Jessica Gasior und Toma Khandour vom Vorsitzteam der ÖH der Universität Wien betonten, dass erstmals auch die vertriebenen Studierenden in den Gedenkraum der Universität Wien aufgenommen wurden. Auch die Notwendigkeit, an den Widerstand gegen den Nationalsozialismus zu erinnern, wurde hervorgestrichen: Es gälte in Gesellschaft und Hochschule weiter wachsam zu sein gegen rechtsextreme und antidemokratische Tendenzen.
Herbert Posch, Institut für Zeitgeschichte der Universität Wien, beschrieb den Prozess der Vertreibung und die Auswirkungen auf das weitere Leben anhand von exemplarischen Biographien vertriebener Studierender und eines Lehrenden, nämlich Alfred Francis Přibram – eine Anfrage seiner Enkelin war einer der Anlässe gewesen, das Denkmal zu realisieren.
Martina Fuchs, Institut für Geschichte der Universität Wien, berichtete vom langen Weg zum Denkmal – ein Weg, der nach ersten Versuchen vor zwölf Jahren abgebrochen worden war, unter ihrer Leitung 2020/21 neu gestartet und über einen Kunstwettbewerb des Frühjahrs 2021 schließlich im Frühjahr 2022 realisiert werden konnte.
Begleitend wurde das von Herbert Posch und Martina Fuchs herausgegebene Buch "Wenn Namen leuchten.
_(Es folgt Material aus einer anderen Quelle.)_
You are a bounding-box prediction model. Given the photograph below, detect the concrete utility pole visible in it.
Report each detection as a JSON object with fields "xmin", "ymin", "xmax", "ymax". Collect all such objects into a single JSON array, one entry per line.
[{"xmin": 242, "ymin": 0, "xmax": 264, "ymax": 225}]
Von der Universität Wien 1938 bis 1945 vertriebene Geschichte-Studierende und -Lehrende: ein Denkmal" präsentiert (graphische Gestaltung: Aleksandra Fuhrer), das auch kurze biographische Skizzen zu den vertriebene Studierenden und Lehrenden enthält sowie den Prozess der Vertreibung nachzeichnet.
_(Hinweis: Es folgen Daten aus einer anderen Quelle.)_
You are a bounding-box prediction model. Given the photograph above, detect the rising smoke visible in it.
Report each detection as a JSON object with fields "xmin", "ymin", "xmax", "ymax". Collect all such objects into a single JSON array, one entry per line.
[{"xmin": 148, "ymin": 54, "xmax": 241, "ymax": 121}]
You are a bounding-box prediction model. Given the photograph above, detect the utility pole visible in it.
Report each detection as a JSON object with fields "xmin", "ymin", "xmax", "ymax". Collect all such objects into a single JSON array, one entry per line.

Im Anschluss an die Vorträge wurde das Denkmal von Vizerektorin Regina Hitzenberger feierlich enthüllt.
Wenn Namen leuchten. Denkmal für die im Nationalsozialismus von der Universität Wien vertriebenen Geschichte-Studierenden und -Lehrenden, das neben dem Hörsaal 41 ("Gerda-Lerner-Saal") an die Vertriebenen erinnert und damit einen Beitrag zur demokratiepolitischen Kultur der Universität Wien leistet: "Wehret den Anfängen!"
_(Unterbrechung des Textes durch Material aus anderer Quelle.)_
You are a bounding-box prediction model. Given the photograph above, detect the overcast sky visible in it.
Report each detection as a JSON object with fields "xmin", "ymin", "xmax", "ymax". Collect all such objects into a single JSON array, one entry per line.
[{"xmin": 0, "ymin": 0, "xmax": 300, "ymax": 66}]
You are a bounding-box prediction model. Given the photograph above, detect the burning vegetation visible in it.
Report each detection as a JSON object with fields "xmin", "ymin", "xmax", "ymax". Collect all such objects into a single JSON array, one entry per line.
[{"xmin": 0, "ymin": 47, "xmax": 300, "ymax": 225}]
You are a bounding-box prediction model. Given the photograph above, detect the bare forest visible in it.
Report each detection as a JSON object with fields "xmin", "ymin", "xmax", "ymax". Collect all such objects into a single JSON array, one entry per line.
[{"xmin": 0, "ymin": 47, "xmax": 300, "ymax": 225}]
V.l.n.r.: Historikerin Martina Fuchs (Institut für Geschichte) und Zeithistoriker Herbert Posch (Forum „Zeitgeschichte der Universität Wien“) haben das Denkmalsprojekt in einem zweijährigen Prozess umgesetzt; Vorständin Christina Lutter und Künstlerin Iris Andraschek, deren Konzept "Wenn Namen leuchten" im Vorjahr von der Wettbewerbs-Jury einstimmig zur Umsetzung empfohlen worden war; daneben Vizerektorin Regina Hitzenberger und Dekan Sebastian Schütze.
Wissenschaftliches und künstlerisches Team (v.l.n.r.): Martina Fuchs, Ádám Stecker (Lichtdesign), Karin Holzfeind (Graphik), Iris Andraschek, Harald und Petra Bazant (Glastechnik), Monika Schwärzler (Philosophin, die das Werk kunsthistorisch kontextualisierte) und Herbert Posch.